Can I Believe in What I Hope?

Hopefully Believing

  • Philosophy
  • Philosophy of Religion
  • Epistemology

Principal Investigators

Robert Pasnau
Professor of Philosophy
University of Colorado Boulder


Bertrand Russell was once asked what he would say in defense of his atheism, if confronted by God in the next life. Russell’s answer is famous: “Not enough evidence, God, not enough evidence!”

Russell’s complaint is characteristically modern. Prior to the late-nineteenth century, it seemed to almost everyone as if there was lots of evidence for God’s existence, in every corner of the physical world. Increasingly, however, even theists are likely to agree that, if we were to judge strictly by the evidence, belief in God would be hard to justify.

Is there anything left that could justify belief in God? This now is, or at least ought to be, the central question in the philosophy of religion. The traditional answer is faith, which is generally understood as a commitment to believe in the absence of sufficient evidence. But this answer raises questions of its own. How can one believe something, if one knows that the evidence in fact supports another conclusion? And even if one can bring oneself to do such a thing, how can that be the right thing to do? This was Russell’s point: that a good and wise creator would want us to follow the evidence.

My project sets out another way of understanding the grounds of religious belief, based not on faith but on hope. Along with faith and charity, hope is one of the three traditional theological virtues. But whereas faith is a cognitive virtue – a matter of firmly believing the tenets of a religion –hope is affective. That is to say that it consists not in belief but in emotional and volitional mental states. In particular, as I understand hope, it is a positive emotional state with regard to some desired outcome, such that one is not depressed or fearful about a bad result’s obtaining. To be hopeful does not necessarily require thinking that an outcome is objectively more likely. Someone can be hopeful and yet quite realistic about the chances of success. To be in such a state is to have hope rather than faith.
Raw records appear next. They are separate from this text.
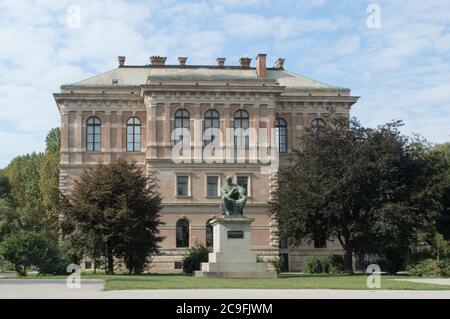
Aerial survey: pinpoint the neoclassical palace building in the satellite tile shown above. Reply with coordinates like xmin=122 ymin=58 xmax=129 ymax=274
xmin=54 ymin=54 xmax=358 ymax=272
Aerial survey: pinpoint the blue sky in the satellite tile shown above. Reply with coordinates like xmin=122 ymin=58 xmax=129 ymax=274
xmin=0 ymin=0 xmax=450 ymax=167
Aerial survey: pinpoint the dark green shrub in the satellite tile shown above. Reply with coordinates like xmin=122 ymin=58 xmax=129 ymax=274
xmin=304 ymin=255 xmax=344 ymax=274
xmin=271 ymin=256 xmax=284 ymax=274
xmin=183 ymin=244 xmax=209 ymax=274
xmin=321 ymin=255 xmax=344 ymax=274
xmin=407 ymin=259 xmax=450 ymax=277
xmin=304 ymin=256 xmax=323 ymax=274
xmin=407 ymin=259 xmax=439 ymax=277
xmin=0 ymin=231 xmax=70 ymax=276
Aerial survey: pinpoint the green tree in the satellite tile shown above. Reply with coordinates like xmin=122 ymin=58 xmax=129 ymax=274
xmin=433 ymin=143 xmax=450 ymax=240
xmin=45 ymin=127 xmax=61 ymax=154
xmin=38 ymin=128 xmax=60 ymax=235
xmin=183 ymin=244 xmax=209 ymax=274
xmin=271 ymin=115 xmax=442 ymax=273
xmin=0 ymin=198 xmax=22 ymax=243
xmin=0 ymin=170 xmax=11 ymax=199
xmin=4 ymin=153 xmax=46 ymax=230
xmin=62 ymin=159 xmax=162 ymax=274
xmin=0 ymin=230 xmax=68 ymax=276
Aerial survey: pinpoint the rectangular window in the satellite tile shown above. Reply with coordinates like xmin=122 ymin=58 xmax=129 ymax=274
xmin=177 ymin=176 xmax=189 ymax=196
xmin=206 ymin=176 xmax=219 ymax=196
xmin=314 ymin=237 xmax=327 ymax=248
xmin=237 ymin=176 xmax=249 ymax=196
To be hopeful about something is not, in itself, a matter of believing that such a thing will happen. And yet hope can lead to belief, because belief itself arises out of emotion. When we cannot believe that a thing is so, it is because we are worried about the alternate possibility. Belief requires confidence, which in turn requires an optimistic lack of fear with respect to failure. Those who hope can therefore believe, because they are not worried about the prospect of being wrong. My project, therefore, is to show how this model of hope offers an attractive way of understanding the nature of modern religious belief. If we are to believe in God, we have to do so in the face of much discouragement and conflicting evidence. There are those who have blind faith. But it is better to recognize the situation honestly, and yet still to be hopeful that there is an ultimate force for the good that gives our lives purpose and direction. This is a way of thinking about the world that is not sufficiently supported by the evidence. But it is a world worth hoping for. And where there is hope there may be belief.